The performance and cost gap between radar and lidar is still relatively significant, but this gap is gradually narrowing. The development of new optoelectronic devices and algorithms has made lidar more affordable, while high-resolution imaging radar can improve performance by collecting data in multiple frequency bands and using advanced signal processing techniques.
In summary, lidar and imaging radar are complementary technologies with their own advantages in different application scenarios. As technology advances, the performance and cost gap between them will gradually narrow, making them more suitable for a wider range of applications.
DVN: How do the world’s automotive markets differ in terms of lidar market development? Is autonomous driving a key factor for lidar growth?
Xie: Lidar companies have shown a positive trend in terms of R&D, product strength, mass production progress, and design wins. Differences between countries can be viewed from two perspectives:
• The speed from R&D to mass production
Chinese lidar companies have shown particularly strong interest in automotive-grade lidar technology. It can be said that after 2021, the progress of China’s top lidar manufacturers’ automotive products has basically exceeded that of overseas manufacturers. For example, RoboSense’s second-generation smart solid-state lidar achieved mass production and delivery in June 2021, which as the first case globally on two-dimensional MEMS scanning route, while most overseas enterprises’ products were in the B-sample stage during the same period. In 2022, China leading automotive-grade lidar companies have entered mass production, while most overseas products still in prototype stage.
• Demand for lidar products from carmakers
Thanks to rapid development of electric vehicle in China market, intelligent driving has gradually become the second battlefield for brand differentiation competition among car manufacturers, and China has quickly become the largest market for lidar, the demand for lidar embraces explosive growth. Due to the advantages in large-scale mass production progress, Chinese lidar companies have won a large number of design wins, for example, RoboSense has obtained design wins from nearly 20 leading carmakers with a total of over 50 models and has built the industry’s largest intelligent manufacturing system. We believe, the global market for lidar is large enough, and all the lidar companies will embrace satisfactory future development with the future expansion of market scale.

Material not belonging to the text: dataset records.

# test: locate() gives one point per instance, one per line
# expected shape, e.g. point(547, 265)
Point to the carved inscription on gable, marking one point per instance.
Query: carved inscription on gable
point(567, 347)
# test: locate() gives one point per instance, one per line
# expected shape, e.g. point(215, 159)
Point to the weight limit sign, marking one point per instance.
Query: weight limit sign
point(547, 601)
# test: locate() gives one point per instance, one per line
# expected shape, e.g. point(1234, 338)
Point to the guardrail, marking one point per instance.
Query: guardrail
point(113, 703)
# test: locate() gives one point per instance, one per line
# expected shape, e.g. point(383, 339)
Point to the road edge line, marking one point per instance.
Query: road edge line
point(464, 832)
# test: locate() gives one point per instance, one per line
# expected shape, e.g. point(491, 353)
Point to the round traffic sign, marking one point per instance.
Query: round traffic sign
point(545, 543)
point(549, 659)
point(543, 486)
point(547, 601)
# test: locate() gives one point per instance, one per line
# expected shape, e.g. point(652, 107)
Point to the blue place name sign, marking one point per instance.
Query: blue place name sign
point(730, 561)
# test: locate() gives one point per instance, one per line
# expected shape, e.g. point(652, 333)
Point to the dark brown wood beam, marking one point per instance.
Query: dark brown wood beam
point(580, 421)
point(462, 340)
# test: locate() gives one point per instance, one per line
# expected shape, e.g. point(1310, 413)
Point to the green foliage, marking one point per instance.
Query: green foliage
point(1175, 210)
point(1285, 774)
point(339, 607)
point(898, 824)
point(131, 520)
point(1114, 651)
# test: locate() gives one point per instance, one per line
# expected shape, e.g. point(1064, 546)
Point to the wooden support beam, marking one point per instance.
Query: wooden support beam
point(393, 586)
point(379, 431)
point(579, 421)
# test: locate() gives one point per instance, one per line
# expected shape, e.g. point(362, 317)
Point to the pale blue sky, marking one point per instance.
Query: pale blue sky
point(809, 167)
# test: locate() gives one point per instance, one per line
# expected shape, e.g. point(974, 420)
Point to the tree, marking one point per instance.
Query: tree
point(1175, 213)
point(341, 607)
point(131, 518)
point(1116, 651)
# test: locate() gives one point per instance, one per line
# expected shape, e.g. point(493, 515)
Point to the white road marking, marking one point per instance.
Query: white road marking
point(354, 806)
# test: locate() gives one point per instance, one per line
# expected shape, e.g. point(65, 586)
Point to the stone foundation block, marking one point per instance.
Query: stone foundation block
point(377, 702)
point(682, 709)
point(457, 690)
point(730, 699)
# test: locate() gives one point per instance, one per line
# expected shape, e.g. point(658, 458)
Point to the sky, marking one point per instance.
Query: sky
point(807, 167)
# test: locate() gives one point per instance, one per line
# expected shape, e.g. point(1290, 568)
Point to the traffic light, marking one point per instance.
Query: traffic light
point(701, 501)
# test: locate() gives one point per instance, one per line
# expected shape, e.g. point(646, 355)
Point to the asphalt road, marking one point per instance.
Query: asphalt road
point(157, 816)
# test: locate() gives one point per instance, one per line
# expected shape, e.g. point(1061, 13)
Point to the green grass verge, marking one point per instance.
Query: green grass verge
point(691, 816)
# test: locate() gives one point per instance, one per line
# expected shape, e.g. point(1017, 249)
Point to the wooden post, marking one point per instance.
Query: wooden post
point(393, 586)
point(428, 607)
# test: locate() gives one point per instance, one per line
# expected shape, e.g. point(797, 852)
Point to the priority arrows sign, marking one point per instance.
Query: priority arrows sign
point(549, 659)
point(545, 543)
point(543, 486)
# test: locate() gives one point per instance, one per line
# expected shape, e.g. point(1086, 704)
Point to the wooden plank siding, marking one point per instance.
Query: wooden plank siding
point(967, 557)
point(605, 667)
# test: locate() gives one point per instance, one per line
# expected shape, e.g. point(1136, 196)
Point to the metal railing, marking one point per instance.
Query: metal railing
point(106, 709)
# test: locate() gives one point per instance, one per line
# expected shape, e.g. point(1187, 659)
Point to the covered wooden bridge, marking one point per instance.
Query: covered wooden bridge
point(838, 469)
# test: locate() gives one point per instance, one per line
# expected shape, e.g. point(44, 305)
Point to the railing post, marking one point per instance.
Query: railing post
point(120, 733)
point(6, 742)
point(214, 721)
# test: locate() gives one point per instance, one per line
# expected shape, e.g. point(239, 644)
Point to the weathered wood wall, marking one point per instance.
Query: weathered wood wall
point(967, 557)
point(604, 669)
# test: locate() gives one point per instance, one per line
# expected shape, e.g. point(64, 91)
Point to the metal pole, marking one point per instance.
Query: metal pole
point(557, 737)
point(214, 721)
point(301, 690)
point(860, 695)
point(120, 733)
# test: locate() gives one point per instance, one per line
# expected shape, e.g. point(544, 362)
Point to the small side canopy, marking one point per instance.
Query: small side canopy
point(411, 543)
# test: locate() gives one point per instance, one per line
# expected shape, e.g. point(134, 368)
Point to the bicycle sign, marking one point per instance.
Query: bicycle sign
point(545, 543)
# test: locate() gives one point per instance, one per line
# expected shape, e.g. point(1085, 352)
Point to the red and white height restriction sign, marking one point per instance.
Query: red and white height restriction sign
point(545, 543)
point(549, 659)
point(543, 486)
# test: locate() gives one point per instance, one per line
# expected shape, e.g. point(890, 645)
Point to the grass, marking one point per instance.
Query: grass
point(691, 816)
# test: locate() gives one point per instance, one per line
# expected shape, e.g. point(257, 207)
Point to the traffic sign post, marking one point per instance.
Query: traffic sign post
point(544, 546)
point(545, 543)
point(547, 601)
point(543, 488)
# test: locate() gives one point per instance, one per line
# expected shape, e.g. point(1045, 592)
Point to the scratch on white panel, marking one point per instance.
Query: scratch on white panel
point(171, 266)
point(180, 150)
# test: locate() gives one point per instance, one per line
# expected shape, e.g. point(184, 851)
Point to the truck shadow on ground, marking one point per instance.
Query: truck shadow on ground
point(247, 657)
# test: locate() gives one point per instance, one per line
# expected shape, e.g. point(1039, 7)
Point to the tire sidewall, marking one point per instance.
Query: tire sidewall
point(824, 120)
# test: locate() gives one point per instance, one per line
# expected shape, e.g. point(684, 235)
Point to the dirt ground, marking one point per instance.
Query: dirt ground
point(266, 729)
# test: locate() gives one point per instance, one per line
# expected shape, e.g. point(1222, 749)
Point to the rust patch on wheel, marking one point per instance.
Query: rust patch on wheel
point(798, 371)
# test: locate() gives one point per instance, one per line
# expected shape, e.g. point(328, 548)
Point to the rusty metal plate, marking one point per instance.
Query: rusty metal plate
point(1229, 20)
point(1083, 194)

Lidar development is linked to autonomous driving. As the first large-scale application in automotive, it is necessary to obtain design wins from carmakers to obtain the complete development requirements, so as to carry out complete test verification and automated production line design and operation. It can bring stable funding sources while achieving large-scale mass production and delivery. In addition, after the harsh test of vehicle reliability, the reliability of lidar will jump to a new level.
But this does not mean lidar is only for autonomous driving. We believe robot will bring more lidar application. After mass adoption on vehicles and with the scale effect, lidar cost will get to a much lower level, so various robots will have opportunity to equip with better sensors…that means lidar.